6. Qualitative Outcomes and Visual Validation
Qualitative analysis underscores DreamSwapV-Benchmark’s value in exposing algorithmic strengths and failure cases:
- Human-to-cartoon (Luffy) swaps: DreamSwapV preserves pose and produces realistic hand-object occlusions; competing methods yield static or collapsed subjects.
- Garments and small object swaps: DreamSwapV maintains intricate details (buttons, wood grains) and achieves smooth motion even for challenging <5% mask scenarios via tunnel inpainting and adaptive masks.
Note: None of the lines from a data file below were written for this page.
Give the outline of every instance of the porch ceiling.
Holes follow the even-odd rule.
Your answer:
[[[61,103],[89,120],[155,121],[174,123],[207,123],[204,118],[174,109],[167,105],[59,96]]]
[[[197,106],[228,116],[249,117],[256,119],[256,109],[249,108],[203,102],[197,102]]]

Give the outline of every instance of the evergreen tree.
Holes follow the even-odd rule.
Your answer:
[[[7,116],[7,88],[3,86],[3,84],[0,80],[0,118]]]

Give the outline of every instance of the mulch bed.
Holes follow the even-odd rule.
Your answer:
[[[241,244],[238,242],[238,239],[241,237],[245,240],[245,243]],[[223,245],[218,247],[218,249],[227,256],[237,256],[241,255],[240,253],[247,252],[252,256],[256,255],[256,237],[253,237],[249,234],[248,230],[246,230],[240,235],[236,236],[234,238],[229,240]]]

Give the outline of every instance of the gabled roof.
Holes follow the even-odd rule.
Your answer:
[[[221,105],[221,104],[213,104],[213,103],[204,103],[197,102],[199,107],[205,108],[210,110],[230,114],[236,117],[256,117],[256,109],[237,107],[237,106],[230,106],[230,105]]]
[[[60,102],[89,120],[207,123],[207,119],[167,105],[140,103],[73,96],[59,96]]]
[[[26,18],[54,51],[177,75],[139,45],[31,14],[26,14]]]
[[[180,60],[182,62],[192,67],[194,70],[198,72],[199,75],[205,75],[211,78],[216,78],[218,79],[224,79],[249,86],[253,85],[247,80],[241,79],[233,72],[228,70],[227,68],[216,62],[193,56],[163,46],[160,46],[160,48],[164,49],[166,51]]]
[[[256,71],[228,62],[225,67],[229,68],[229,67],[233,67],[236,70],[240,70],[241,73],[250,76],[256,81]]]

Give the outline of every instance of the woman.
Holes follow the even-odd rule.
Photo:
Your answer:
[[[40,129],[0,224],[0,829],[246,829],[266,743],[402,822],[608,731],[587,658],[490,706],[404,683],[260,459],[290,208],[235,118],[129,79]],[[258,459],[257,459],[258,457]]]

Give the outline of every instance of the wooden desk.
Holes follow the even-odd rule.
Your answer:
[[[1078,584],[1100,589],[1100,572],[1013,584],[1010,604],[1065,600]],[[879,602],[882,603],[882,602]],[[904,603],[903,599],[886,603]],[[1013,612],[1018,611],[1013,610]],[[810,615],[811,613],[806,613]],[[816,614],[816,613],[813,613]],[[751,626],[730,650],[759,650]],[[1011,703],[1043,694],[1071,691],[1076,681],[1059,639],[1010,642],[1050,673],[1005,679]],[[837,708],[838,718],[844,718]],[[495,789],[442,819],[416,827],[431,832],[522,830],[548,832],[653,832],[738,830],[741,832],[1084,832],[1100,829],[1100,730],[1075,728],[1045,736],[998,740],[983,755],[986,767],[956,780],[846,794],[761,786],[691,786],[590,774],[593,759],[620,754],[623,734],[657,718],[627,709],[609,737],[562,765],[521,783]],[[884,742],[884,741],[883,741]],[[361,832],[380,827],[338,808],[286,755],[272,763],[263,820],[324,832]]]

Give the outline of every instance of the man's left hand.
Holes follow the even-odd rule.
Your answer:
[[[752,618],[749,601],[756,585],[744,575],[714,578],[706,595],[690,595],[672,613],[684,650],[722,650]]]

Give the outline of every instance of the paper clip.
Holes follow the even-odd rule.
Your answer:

Baselines frequently blur, omit, or artifact the target object.
This suggests DreamSwapV-Benchmark is effective for capturing fine-grained appearance transfer, interaction realism, and small-scale object fidelity, dimensions previously underrepresented in video swapping evaluations.
7. Significance within the Subject Swapping Evaluation Landscape
DreamSwapV-Benchmark represents the first comprehensive testbed dedicated to general, mask-guided subject swapping in video. Its rigorous dataset construction and annotation standards, heterogeneous subject domains, inherited and novel evaluation metrics, and three-way subjective evaluation distinguish it from previous narrow-domain, prompt-based, or indirect benchmarks. It supports the demonstration and ablation of contextual and reference-conditioned video editing systems and facilitates systematic side-by-side assessment. A plausible implication is that future research in generalizable video editing may increasingly adopt this or similar protocols for robust evaluation (Wang et al., 20 Aug 2025).